Aydının Soyutlanmışlığı
Adalet Ağaoğlu’nu rahatsız eden; her fırsatta romanlarına, öykülerine, tiyatrolarına yansıyan bir durum var: Fildişi kulesinde aydın. İşçisinden, çiftçisinden kopuk ama sosyalist (!) bir aydın... Toplumun sorunlarına ve çürümüşlüğüne yüzeysel yorumlar getirerek düzen siyasetinin içinde boğulan, bireyci aydınlar...
Yazarın oyunlarında genellikle karakterler iki zıt tarafı temsil ediyor. Tüm karakterlerin toplumda ayrı bir yeri var ve bu da “sınıf” gerçeğini hiç olmadığı kadar yalınlıkla önümüze çıkarıyor. Adalet Ağaoğlu okuyucuyu rahatsız etmek istiyor.

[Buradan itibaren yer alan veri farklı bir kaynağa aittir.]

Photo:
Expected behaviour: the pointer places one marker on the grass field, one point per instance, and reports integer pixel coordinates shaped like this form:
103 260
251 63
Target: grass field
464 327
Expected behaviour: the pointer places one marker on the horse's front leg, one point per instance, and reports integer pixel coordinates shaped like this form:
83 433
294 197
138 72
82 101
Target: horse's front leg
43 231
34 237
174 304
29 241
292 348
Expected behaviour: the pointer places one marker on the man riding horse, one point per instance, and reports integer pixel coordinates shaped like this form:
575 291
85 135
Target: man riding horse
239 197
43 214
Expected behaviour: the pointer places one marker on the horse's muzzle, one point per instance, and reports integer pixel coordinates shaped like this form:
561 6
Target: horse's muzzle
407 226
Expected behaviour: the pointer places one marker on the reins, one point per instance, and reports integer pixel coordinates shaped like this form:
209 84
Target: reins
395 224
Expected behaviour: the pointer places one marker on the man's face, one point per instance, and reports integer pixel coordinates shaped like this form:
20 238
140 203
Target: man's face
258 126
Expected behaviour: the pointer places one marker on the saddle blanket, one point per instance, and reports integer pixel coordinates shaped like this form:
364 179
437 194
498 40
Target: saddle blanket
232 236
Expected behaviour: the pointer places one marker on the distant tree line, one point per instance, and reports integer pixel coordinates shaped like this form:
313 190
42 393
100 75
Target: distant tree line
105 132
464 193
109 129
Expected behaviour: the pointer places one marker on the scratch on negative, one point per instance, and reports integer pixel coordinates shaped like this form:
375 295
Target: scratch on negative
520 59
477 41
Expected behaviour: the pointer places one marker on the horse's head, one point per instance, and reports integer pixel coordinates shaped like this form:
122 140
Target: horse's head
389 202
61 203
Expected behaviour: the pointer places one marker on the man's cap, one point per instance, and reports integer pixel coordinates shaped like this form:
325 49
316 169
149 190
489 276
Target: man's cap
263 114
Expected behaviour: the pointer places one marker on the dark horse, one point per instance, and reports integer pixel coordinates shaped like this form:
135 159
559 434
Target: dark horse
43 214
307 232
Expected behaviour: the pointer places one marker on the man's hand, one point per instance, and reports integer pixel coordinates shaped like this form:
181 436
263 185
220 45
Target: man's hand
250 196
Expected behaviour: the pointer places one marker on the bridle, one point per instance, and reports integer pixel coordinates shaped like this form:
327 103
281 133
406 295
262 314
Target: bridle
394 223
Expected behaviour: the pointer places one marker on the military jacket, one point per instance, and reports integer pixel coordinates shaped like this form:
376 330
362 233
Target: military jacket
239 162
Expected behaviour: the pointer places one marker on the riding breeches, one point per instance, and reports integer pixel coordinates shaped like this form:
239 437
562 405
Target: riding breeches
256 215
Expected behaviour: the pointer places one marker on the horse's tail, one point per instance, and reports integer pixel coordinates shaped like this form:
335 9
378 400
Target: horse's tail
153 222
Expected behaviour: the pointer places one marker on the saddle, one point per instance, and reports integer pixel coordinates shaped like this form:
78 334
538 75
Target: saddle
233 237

Karakterlerin bunalmışlıklarını, kapana kısılmışlıklarını her daim diri tutuyor. Ardından sahneye bu dünyadan değilmişçesine giren; işçilerin etini, kemiğini, kanını, terini giysilerinde taşıyan bir burjuva giriyor. İki sınıfın çatışması yoğunlukla hissediliyor. Bu burjuva karakterimiz yeri geliyor duyarsız ve tepeden tırnağa kapitalist özellikleri bünyesinde taşıyan, oldukça uç bir karakter olarak karşımıza çıkıyor yeri geliyor bir aydın olarak.

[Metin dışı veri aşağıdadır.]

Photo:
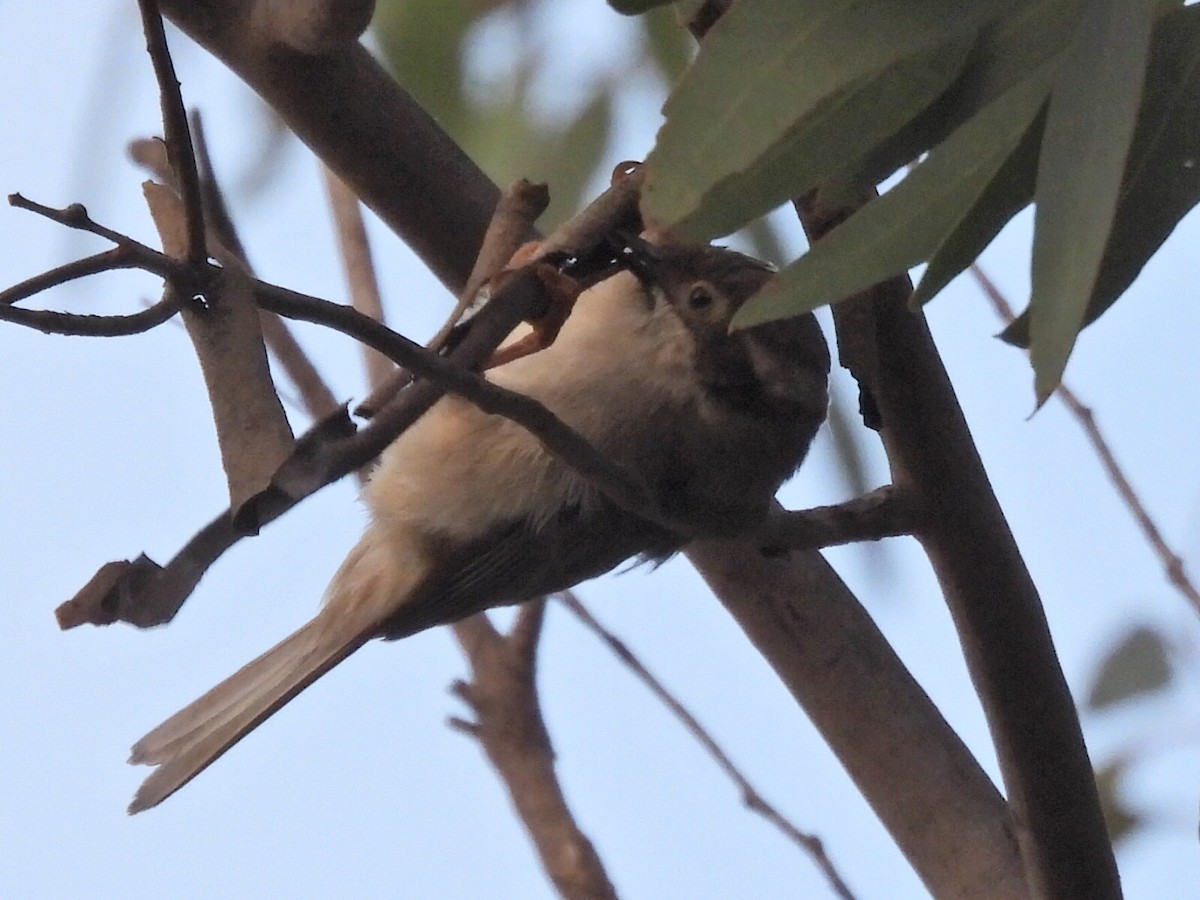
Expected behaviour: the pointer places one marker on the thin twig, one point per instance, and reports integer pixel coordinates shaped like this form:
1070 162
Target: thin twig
358 265
1171 562
75 324
509 725
516 210
809 843
888 511
175 131
103 262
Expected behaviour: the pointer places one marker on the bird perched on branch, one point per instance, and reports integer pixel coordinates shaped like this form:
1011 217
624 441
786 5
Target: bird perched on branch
469 511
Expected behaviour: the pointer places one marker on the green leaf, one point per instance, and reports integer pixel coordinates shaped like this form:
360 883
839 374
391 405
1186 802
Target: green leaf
909 223
1087 135
635 7
1121 819
669 45
423 45
1005 53
1138 665
1162 180
766 69
1009 191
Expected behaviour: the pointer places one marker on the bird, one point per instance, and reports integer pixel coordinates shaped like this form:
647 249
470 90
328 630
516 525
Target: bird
469 511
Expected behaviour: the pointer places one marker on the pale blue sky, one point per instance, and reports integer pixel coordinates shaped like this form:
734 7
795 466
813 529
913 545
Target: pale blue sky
359 789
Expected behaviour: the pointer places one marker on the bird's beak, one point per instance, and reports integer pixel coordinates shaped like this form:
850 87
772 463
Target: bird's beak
640 257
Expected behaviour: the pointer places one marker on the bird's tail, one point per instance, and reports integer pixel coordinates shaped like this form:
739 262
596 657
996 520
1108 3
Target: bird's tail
367 585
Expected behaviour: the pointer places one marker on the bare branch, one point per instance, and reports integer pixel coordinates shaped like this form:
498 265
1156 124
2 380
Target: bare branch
809 843
175 131
409 172
509 726
253 433
66 323
1171 562
312 27
103 262
885 513
222 235
358 265
996 609
378 141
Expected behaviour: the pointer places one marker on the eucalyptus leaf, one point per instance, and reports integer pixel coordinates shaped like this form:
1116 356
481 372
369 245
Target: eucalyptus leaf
1162 179
1009 191
1122 820
1089 131
907 225
1005 53
858 117
1137 666
767 66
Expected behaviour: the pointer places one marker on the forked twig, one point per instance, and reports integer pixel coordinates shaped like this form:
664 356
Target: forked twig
809 843
1171 562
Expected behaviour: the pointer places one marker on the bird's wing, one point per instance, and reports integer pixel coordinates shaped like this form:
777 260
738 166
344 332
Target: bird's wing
523 559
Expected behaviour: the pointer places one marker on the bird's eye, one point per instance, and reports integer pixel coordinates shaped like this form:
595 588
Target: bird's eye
700 298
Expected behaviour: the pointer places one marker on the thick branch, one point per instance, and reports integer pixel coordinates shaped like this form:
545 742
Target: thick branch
175 131
754 801
425 189
509 725
378 141
1173 563
995 605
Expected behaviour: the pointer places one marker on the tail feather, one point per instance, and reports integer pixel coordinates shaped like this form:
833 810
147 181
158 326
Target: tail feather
197 736
373 581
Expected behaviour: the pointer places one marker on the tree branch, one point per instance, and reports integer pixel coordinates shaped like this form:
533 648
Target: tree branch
175 131
427 191
995 605
1173 563
754 801
510 727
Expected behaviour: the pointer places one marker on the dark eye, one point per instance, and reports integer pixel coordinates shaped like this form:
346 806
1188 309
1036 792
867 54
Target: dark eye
700 298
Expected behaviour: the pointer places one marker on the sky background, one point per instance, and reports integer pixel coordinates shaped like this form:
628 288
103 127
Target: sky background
359 789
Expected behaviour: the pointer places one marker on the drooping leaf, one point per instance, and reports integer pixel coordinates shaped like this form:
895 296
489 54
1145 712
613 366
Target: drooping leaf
1138 665
1009 191
861 115
1089 130
423 45
907 225
669 45
765 69
1121 819
1007 49
1162 179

Yazarın kendisiyle çatışma içinde olduğunu hissediyoruz. İçinden çıkamadığı “aydın” kalıbını yıkmak istiyor, kendisini suçluyor. Bunun en ağır eleştirisini karakterlerinde okuyor, görüyoruz.
“Mesela, okumuş yazmış, geliri geçimi yerinde bir grubu alalım ele; hadi bunlara ‘burjuva sınıfı’ diyelim. İşte onlar, yine zamanımızın düşünürlerinden birinin dediği gibi, onlar ‘kendi içlerinde özgürdürler’, amaaa benim duyarlı yavrucuğum, kendi varlıkları üstüne bir fikirleri olduğu için değil, bu varlıklarını dışardan belirleyen şartlara tamamen kör ve sağır kaldıkları için...” (s. 503)
Yazar aynı zamanda kadın haklarının sınıfsal bağlamından koparılıp bireye indirgenmesini “Çatıdaki Çatlak” isimli oyunuyla ortaya koyuyor. Yarı-aydın bir karakter olan Hale, Kadınları Kalkındırma Derneği Üyesi. Oyunda karşımıza sadece dernek için para toplama gayesiyle çıkıyor. Etrafındaki “sınıfsal” çaresizliğe gözlerini kapamış. Burada feminizm hareketi hakkında oldukça kapsamlı ve sağlam bir eleştiri görüyoruz.
Son olarak; fildişi kulelerinde prangalarıyla oturanların, burjuva edebiyatının dar çerçevelerine sıkışmışların tarihsel süreç içinde dönüşüme uğrayacağını biliyor, dirençle ve umutla dimdik bekliyorum.